E-Mails im Berufsalltag – Tipps für eine effiziente Kommunikation

E-Mails haben sich mittlerweile auf allen Ebenen als bevorzugte Art der Kommunikation durchgesetzt. Milliarden von ihnen werden täglich über die verschiedensten Dienste verschickt. Vor allem im Beruf fühlt es sich daher für viele von uns so an, als würden wir in der Email-Flut regelrecht versinken. Nach den praktischen Tipps zu Berufstelefonaten, frischen wir diesmal Ihre Kenntnisse über den effizienten Einsatz von Emails im Beruf auf, damit Sie in Ihrer Inbox möglichst nie den Überblick verlieren!



1. Sortieren Sie Ihre Mails. Legen Sie sich in Ihrem Email-Client immer für jedes Projekt/ jede Aufgabe einen eigenen Ordner ein, in dem Sie alle Mails zu diesem Thema speichern. So müssen Sie nie lange nach der passenden Information suchen.

2. Legen Sie eines oder mehrere tägliche Zeitfenster ein für die Bearbeitung eingegangener Mails und halten Sie sich strikt daran. So können Sie sich auf die Erledigung Ihrer Aufgaben konzentrieren und bleiben trotzdem am Ball der neuesten Entwicklungen.
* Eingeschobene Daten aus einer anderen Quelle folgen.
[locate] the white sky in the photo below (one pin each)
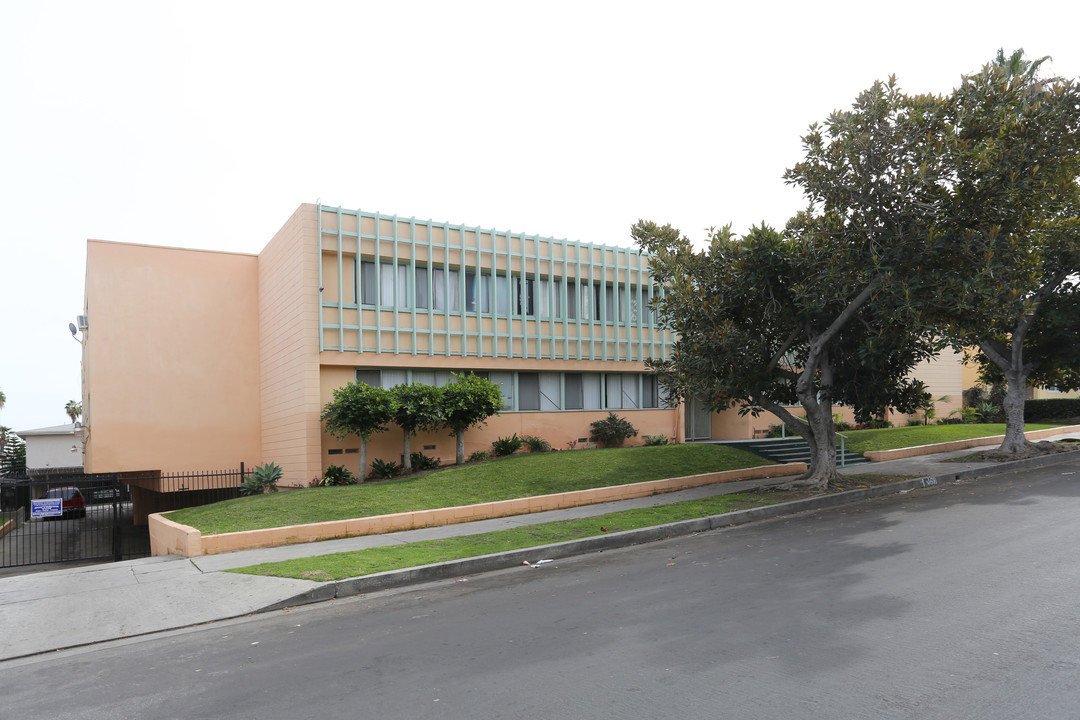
(205, 124)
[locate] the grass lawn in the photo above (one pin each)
(339, 566)
(518, 476)
(890, 438)
(355, 564)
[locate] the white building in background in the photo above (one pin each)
(55, 449)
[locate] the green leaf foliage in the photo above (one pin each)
(417, 407)
(358, 409)
(469, 399)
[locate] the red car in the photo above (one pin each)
(73, 504)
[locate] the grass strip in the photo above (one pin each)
(355, 564)
(891, 438)
(517, 476)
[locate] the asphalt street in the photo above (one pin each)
(956, 601)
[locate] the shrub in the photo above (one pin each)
(262, 479)
(612, 431)
(507, 446)
(385, 469)
(536, 444)
(335, 475)
(421, 461)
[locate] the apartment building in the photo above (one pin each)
(197, 360)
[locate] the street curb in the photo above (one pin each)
(426, 573)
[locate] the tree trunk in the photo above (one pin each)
(460, 446)
(1013, 405)
(822, 466)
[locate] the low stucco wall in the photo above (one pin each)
(900, 453)
(169, 538)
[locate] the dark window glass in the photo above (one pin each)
(528, 391)
(572, 391)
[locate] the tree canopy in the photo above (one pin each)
(1010, 219)
(468, 401)
(359, 409)
(416, 408)
(928, 218)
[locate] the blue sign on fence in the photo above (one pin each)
(46, 507)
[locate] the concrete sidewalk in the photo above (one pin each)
(52, 610)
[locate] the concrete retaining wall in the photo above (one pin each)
(170, 538)
(900, 453)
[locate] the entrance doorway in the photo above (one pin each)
(699, 420)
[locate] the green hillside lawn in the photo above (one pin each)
(890, 438)
(518, 476)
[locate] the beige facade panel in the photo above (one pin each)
(171, 358)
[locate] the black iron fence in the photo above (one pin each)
(77, 517)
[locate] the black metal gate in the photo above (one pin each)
(95, 520)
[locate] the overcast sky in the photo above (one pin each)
(205, 124)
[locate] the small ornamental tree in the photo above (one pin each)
(359, 409)
(416, 408)
(469, 401)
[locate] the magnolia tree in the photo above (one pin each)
(466, 402)
(359, 409)
(823, 312)
(1010, 217)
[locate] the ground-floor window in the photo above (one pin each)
(542, 392)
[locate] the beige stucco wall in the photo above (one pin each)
(288, 348)
(944, 378)
(171, 358)
(558, 429)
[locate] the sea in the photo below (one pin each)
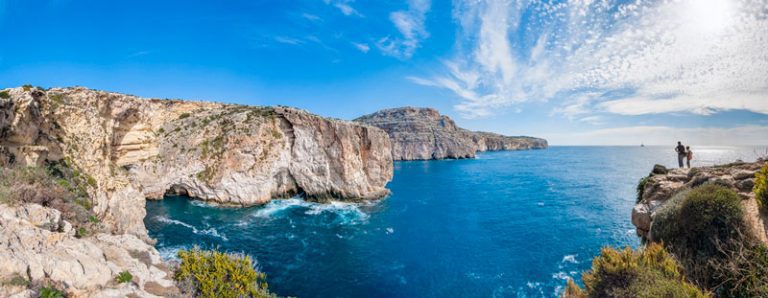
(505, 224)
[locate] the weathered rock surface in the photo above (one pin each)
(231, 154)
(662, 184)
(422, 133)
(38, 246)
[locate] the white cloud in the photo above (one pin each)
(698, 56)
(362, 47)
(410, 24)
(288, 40)
(345, 7)
(752, 135)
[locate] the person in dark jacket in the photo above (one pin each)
(681, 154)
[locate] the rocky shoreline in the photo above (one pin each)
(662, 184)
(423, 134)
(130, 149)
(124, 150)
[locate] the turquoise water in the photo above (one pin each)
(507, 224)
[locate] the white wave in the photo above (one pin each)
(171, 252)
(277, 206)
(208, 231)
(347, 213)
(570, 259)
(198, 203)
(561, 275)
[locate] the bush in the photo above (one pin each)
(17, 280)
(50, 292)
(124, 277)
(705, 229)
(743, 270)
(53, 186)
(650, 272)
(641, 188)
(761, 187)
(217, 274)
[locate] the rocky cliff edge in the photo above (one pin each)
(422, 133)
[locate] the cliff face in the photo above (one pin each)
(663, 184)
(422, 133)
(135, 148)
(40, 247)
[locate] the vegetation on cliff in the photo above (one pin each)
(647, 272)
(217, 274)
(700, 238)
(761, 187)
(57, 186)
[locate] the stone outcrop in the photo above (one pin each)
(39, 247)
(422, 133)
(134, 148)
(662, 184)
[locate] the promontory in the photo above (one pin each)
(422, 133)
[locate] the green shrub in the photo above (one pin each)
(50, 292)
(743, 270)
(124, 277)
(703, 228)
(217, 274)
(17, 280)
(650, 272)
(93, 219)
(761, 187)
(81, 232)
(641, 188)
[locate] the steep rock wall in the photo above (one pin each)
(422, 133)
(231, 154)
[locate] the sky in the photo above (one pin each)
(574, 72)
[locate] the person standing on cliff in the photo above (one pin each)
(680, 149)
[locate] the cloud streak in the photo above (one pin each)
(410, 25)
(642, 57)
(750, 135)
(345, 7)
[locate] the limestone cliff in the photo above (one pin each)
(662, 184)
(422, 133)
(38, 246)
(232, 154)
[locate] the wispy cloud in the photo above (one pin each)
(672, 56)
(751, 135)
(362, 47)
(345, 6)
(138, 54)
(410, 25)
(311, 17)
(288, 40)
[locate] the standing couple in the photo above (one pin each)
(683, 152)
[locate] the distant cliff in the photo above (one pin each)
(135, 148)
(422, 133)
(123, 149)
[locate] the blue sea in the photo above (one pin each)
(506, 224)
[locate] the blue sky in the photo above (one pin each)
(574, 72)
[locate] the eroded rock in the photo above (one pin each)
(422, 133)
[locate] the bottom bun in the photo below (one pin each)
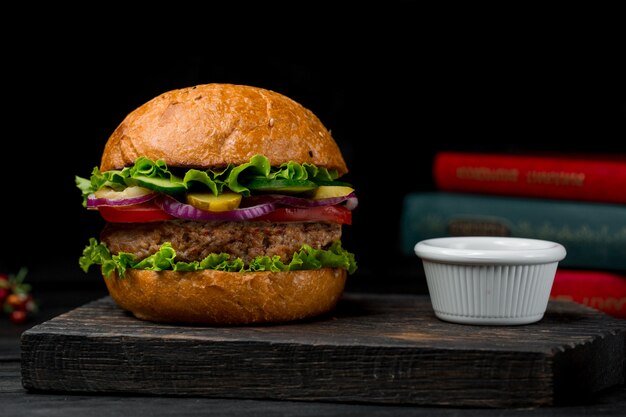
(218, 297)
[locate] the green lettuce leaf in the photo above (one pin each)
(233, 177)
(164, 259)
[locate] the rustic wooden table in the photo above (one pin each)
(15, 400)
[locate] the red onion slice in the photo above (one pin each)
(285, 200)
(188, 212)
(95, 202)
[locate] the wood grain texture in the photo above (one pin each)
(372, 349)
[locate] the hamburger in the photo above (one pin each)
(223, 205)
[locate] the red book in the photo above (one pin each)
(571, 177)
(604, 291)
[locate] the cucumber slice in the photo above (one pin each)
(208, 201)
(163, 185)
(331, 191)
(284, 186)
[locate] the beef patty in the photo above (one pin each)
(193, 240)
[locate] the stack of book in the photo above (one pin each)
(578, 201)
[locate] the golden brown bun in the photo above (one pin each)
(212, 125)
(217, 297)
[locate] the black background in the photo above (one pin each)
(395, 84)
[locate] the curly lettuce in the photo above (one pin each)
(165, 259)
(233, 177)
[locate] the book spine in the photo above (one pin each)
(531, 176)
(602, 290)
(593, 234)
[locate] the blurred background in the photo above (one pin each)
(395, 90)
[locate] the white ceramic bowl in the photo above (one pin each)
(489, 280)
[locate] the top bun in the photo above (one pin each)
(213, 125)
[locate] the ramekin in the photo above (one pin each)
(489, 280)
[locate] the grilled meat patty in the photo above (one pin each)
(193, 240)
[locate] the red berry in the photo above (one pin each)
(18, 316)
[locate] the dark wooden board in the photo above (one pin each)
(372, 349)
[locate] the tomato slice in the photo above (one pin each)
(329, 214)
(137, 213)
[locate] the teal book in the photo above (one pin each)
(594, 234)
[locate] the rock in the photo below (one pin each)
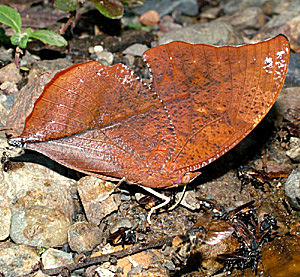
(17, 260)
(250, 18)
(105, 57)
(288, 99)
(287, 23)
(97, 198)
(10, 73)
(34, 185)
(9, 87)
(211, 13)
(164, 7)
(293, 74)
(5, 221)
(280, 257)
(39, 226)
(292, 189)
(48, 65)
(167, 24)
(149, 261)
(83, 237)
(136, 49)
(294, 152)
(53, 258)
(150, 18)
(218, 33)
(234, 6)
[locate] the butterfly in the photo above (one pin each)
(103, 120)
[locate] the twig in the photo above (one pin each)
(113, 257)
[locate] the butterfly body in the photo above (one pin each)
(202, 101)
3. Bestellen Sie alle Newsletter ab, die Sie eigentlich nie lesen. Sie nehmen nur unnötigen Platz in Ihrer Inbox ein.

4. Markieren Sie die Mails nach Prioritäten, damit Sie nicht unnötig unter Zeitdruck geraten und immer wissen, was als nächstes erledigt werden muss. Dauert die Bearbeitung einer Mail aber unter fünf Minuten, dann erledigen Sie die Aufgabe sofort, damit sich nicht unnötiger Ballast in der Inbox ansammelt.

5. Achten Sie beim Verfassen von E-Mails auf gute Betreffzeilen. Ihre Kollegen und Geschäftspartner werden Ihnen für aussagekräftige Betreffzeilen nicht nur dankbar sein, sie werden auch auf den ersten Blick wissen, um was sie ersucht bzw. über was sie informiert werden. Und, falls es eine gibt, dann schreiben Sie am besten auch die Deadline in die Betreffzeile. Nicht nur Sie ordnen Ihre Mails nach Prioritäten!

6. Formulieren Sie knapp, aber deutlich. Lesen Sie Ihre Mail vor dem Abschicken immer sorgfältig durch und überlegen Sie genau, ob Sie als Empfänger immer noch alles verstehen würden. Knappe Formulierungen haben die Tücke, dass sie auch durchaus wichtige Informationen auslassen können. Verlassen Sie sich nicht darauf, dass der Empfänger Ihre Gedanken lesen kann!


7. Nehmen Sie nicht zu viele andere, bzw. unnötige Adressen in CC und BCC auf. Damit sorgen Sie nur für Verwirrung beim Empfänger.